If neighbor-keeping is being “like God” and reflecting his image and imitating the way he keeps people, then we should think about the way God treats Cain. It teaches us that we are to be our neighbor’s keeper even when they don’t deserve it, even when they’ve acted like an enemy, even when they can’t see their own hypocrisy (after all, what is more hypocritical than Cain complaining to God that someone might kill him?). God’s “keeping” is always rooted in grace and not in the worthiness of the recipient of his care.

Know Your Friend

I came across these interesting comments on grace and repentance in a book of letters called Heart of a Servant Leader by Jack Miller. He wants to make the point that grace leads us to deeper repentance.

Miller describes two different theological emphases when it comes to sin and repentance. He says that often in the English Puritan tradition the emphasis looks like this:

  1. Know your enemy — understand sin, the flesh, the devil, etc.
  2. Know your personal limitations — understand your own particular fleshly characteristics and habits and temptations
  3. Know your Friend — understand the grace of God in Christ and the Holy Spirit

Here’s his problem with this approach: “I find myself overwhelmed when I pick up a 320-page book by Owen and find 308 pages devoted to points 1 and 2, and only 12 pages given to point 3, grace and the gospel.” (Okay, this might not be entirely fair to poor, dead Owen but it certainly is a tendency.)
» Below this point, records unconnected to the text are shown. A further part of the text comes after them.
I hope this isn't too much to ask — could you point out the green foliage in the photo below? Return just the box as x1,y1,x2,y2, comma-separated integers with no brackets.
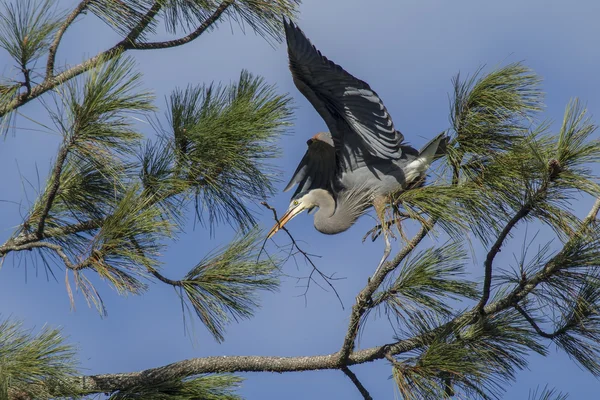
373,243,479,318
393,310,546,399
528,387,569,400
0,319,77,399
553,276,600,376
87,0,157,38
449,63,543,163
109,375,243,400
89,0,300,41
230,0,300,41
82,186,172,293
181,229,278,341
165,71,291,230
0,0,64,69
60,57,154,164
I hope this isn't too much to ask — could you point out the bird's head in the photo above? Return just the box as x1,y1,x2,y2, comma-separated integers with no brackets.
267,191,317,239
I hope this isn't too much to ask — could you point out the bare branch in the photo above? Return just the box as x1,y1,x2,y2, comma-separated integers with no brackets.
477,202,533,312
339,220,435,365
260,201,344,310
0,0,231,117
0,242,90,271
342,367,373,400
515,304,556,339
45,0,92,81
35,143,69,239
132,0,234,50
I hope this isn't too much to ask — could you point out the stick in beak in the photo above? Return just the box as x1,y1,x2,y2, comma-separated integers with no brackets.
267,203,304,239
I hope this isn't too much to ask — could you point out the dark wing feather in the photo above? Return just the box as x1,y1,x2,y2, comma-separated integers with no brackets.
283,133,336,198
284,21,404,169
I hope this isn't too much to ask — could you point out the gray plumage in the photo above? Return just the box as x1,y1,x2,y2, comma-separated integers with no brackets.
269,21,447,237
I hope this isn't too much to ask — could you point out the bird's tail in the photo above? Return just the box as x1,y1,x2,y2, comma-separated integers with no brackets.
404,132,448,182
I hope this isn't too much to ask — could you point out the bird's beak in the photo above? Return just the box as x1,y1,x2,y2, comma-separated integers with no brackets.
267,204,304,239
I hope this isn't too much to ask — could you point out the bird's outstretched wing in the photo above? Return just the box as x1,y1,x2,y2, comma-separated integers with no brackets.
284,21,404,169
283,132,336,198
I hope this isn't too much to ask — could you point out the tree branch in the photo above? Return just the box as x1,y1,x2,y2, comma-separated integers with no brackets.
477,202,533,312
25,194,600,394
0,242,90,271
132,0,234,50
35,143,69,239
342,367,373,400
477,159,564,313
0,0,232,117
45,0,92,81
515,304,558,339
339,220,435,365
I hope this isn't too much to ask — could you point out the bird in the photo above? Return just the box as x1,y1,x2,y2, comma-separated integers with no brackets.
267,19,448,265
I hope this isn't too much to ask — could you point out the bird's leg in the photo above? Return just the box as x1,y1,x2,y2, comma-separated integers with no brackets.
373,196,392,275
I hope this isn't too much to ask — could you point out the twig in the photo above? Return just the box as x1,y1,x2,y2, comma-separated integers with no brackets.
515,304,556,339
363,213,410,242
259,201,344,310
133,0,234,50
477,202,533,312
0,0,232,117
3,242,90,271
342,367,373,400
339,220,435,365
45,0,92,81
36,142,70,239
477,159,560,313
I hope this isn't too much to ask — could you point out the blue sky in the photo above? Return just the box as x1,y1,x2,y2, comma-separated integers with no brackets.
0,0,600,400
Here is the emphasis Miller prefers:

  1. Know your Friend
  2. Know your enemy
  3. Know your personal limitations
  4. Keep point 1 up front, even when you are talking about points 2 and 3

Some people might worry that emphasizing grace will lead to becoming “soft” on the seriousness of sin and the requirements of the law. Here’s Miller’s response to this objection/fear:

I do not think that an emphasis on grace leads to a soft ministry on sin and the severe demands of the law. Actually, it seems to me that such grace teaching makes it possible for sinners like us to hear the hardest things said about our sin patterns, and that can lead into healthy sorrow which leads back to sanity, i.e., repentance.

The Meaning of Grace

I came across an interesting little story in the book Worship, Community, and the Triune God of Grace.

The most well-known controversy in the early church is Arianism. Arius was a priest in the fourth century who came into conflict with the church because he denied that Jesus was divine. One of his arguments went like this: Jesus cannot be God because Jesus prays to God. He prays on the mountain, he prays at the last supper, he prays in Gesthemene, and he prays from the cross. What could be more obvious than the fact that Jesus cannot be God (who receives prayer) if he is a man (who offers prayer)?

Athanasius, who opposed Arius, responded, “Arius, you don’t understand the meaning of grace!”

Why did Athanasius immediately point to grace? James Torrance answers:

The God to whom we pray and with whom we commune knows we want to pray, try to pray, but cannot pray. So God comes to us as man in Jesus Christ to stand in for us, pray for us, teach us to pray and lead our prayers. God in grace gives us what he seeks from us—a life of prayer—in giving us Jesus Christ and the Spirit. So Christ is very God, the God to whom we pray. And he is very man, the man who prays for us and with us.

That is the nature of grace. Both the divine act and the human response are given to us in Christ, and we participate in what Christ has accomplished by faith.